The most consequential terms are a termination-without-cause clause that contracts out of common-law reasonable notice down to ESA minimums (and may be void if read carefully), a non-solicit and non-compete that overreaches Ontario's current statutory regime, an IP assignment that captures personal-time work in the same field, and a bonus clause that gives the employer 'sole and absolute discretion' to determine whether targets were met.
This report flags four items as red flags, lists nine specific questions to negotiate before signing, and recommends a focused legal review of three sections rather than the entire offer package.
What is going to crack under load
The without-cause termination clause limits your entitlement to ESA minimums. Recent Ontario Court of Appeal decisions (Waksdale, Rahman) have held that if any termination provision in the contract is unenforceable, the entire termination clause falls and common-law reasonable notice applies. The clause here references the for-cause ESA standard incorrectly, which may invalidate the whole termination section. Useful to you only if you can afford to litigate it.
Section 12 prohibits competitive activity for 12 months in 'any industry in which the company operates' and across all of Canada. Under the Working for Workers Act 2021 and the existing common law, post-employment non-competes are largely unenforceable in Ontario for non-executive employees. Even where enforceable, broad geographic and scope restrictions usually fail the reasonableness test. Enforcement is unlikely — but a former employer can still send a cease-and-desist that derails your next role.
Section 14 assigns to the employer all intellectual property 'created during the term of employment' that 'relates to the company's business or anticipated business'. There is no carve-out for prior inventions, no schedule of pre-existing IP, and no time-of-day limitation. A side project on the weekend in a related domain could become company property by default.
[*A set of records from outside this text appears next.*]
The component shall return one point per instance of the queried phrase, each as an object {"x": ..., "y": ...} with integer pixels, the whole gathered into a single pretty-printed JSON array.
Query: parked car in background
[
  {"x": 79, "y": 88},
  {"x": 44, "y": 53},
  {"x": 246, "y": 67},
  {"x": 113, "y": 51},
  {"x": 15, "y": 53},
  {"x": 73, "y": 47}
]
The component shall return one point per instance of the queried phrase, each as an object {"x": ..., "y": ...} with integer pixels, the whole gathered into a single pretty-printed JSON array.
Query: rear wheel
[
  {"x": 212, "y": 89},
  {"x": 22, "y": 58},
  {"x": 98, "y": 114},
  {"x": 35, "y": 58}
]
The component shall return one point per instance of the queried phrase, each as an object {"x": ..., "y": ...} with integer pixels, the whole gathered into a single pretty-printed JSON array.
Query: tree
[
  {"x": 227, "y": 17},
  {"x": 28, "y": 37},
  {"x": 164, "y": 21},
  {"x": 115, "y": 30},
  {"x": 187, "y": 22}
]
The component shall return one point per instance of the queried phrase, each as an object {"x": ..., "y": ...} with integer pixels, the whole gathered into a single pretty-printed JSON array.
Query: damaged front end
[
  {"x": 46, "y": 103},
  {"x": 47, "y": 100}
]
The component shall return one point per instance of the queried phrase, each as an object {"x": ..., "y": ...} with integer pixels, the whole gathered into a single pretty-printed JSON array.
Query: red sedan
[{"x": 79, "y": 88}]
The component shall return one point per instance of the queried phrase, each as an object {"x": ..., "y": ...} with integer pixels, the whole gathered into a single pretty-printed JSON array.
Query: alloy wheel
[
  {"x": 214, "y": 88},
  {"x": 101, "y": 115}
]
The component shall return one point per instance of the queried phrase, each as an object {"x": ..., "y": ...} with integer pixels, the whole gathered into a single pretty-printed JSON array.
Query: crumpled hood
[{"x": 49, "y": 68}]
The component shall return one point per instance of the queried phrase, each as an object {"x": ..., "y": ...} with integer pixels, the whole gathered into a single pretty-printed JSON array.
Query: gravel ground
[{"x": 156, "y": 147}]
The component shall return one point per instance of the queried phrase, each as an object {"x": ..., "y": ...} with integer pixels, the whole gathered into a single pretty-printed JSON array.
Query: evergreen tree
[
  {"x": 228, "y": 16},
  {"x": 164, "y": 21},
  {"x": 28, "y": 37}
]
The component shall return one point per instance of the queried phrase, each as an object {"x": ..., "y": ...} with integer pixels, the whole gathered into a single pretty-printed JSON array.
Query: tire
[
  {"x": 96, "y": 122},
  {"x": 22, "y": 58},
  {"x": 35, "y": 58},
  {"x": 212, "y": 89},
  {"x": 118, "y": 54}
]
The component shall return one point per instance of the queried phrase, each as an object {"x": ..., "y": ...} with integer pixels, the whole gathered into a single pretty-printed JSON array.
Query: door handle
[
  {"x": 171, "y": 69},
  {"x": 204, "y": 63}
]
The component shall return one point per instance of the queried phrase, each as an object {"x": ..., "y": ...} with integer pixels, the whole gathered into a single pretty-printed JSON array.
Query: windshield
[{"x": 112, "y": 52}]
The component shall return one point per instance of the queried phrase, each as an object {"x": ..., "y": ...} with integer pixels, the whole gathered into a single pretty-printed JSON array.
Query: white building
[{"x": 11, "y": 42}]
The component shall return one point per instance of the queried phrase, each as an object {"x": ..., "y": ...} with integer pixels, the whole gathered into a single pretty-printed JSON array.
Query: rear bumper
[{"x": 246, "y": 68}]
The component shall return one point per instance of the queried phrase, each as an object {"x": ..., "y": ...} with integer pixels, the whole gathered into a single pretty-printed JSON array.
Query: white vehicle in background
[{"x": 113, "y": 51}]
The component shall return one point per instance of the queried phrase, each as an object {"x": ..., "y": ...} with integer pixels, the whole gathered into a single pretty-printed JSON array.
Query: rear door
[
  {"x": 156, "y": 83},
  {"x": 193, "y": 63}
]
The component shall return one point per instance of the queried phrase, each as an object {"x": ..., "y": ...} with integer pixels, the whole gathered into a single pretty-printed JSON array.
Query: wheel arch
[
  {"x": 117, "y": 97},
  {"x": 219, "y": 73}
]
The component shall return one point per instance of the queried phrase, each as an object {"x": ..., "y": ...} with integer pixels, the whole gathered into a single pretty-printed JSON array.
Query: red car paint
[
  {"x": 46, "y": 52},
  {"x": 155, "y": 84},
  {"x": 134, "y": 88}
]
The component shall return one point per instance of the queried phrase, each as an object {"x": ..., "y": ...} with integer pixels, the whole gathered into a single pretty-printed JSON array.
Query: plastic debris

The 20% target bonus is described as 'discretionary, based on individual and company performance, payable at the company's sole and absolute discretion'. There is no formula, no targets to be set, and no requirement that the bonus be paid even if targets are met. In practice this means the headline compensation is $185K, not $222K. Negotiate for a measurable formula or treat the bonus as upside, not base.
Obligation breakdown across the term
Headline compensation is $222K (base plus target bonus). Realistic compensation is closer to $185K plus partial bonus and unvested equity, since the bonus and equity have meaningful conditions attached. Negotiate accordingly.
Put these in writing before signing
- Q01Will you replace the without-cause termination clause with a fixed enhanced-severance formula (e.g., 1 month per year of service, minimum 4 months)?
- Q02Can §12 be limited to a non-solicit of customers and employees, with no non-compete clause, given the legal status in Ontario?
- Q03Can §14 carve out (a) pre-existing inventions on a schedule, (b) work clearly outside the company's business, and (c) work done on personal time and equipment?
- Q04Will you replace 'sole and absolute discretion' on the bonus with a formula tied to measurable targets that get set and reviewed in writing?
- Q05Can you provide the equity plan documents now, including treatment on change of control, IPO acceleration, and post-termination exercise periods?
- Q06Will you confirm in writing whether the role is exempt from ESA overtime, and the rationale, since the title alone does not establish exempt status?
- Q07Can the sign-on bonus clawback be reduced to net (after-tax) and prorated by months remaining?
- Q08Will the offer letter explicitly say it is the entire agreement and no representations made in interviews are excluded from the contract?
- Q09What is the indemnity for actions taken in the scope of the role, and is D&O insurance in place for the position?
What to do next
- 01Bring this report to a qualified Canadian employment lawyer for a focused review of §9, §12, and §14.
- 02Get the equity plan documents and a recent cap table summary before signing. Equity language in the offer is incomplete without these.
- 03Model the realistic compensation scenario: base alone, base + half of target bonus, base + full vest if you stay 4 years.
- 04If you have any pre-existing IP, document it on a schedule and attach it to the signed offer.
- 05Do not give notice at your current employer until §9 and §12 are addressed in writing.
General business and document analysis only. Not legal, financial, or investment advice. Always consult qualified counsel before signing.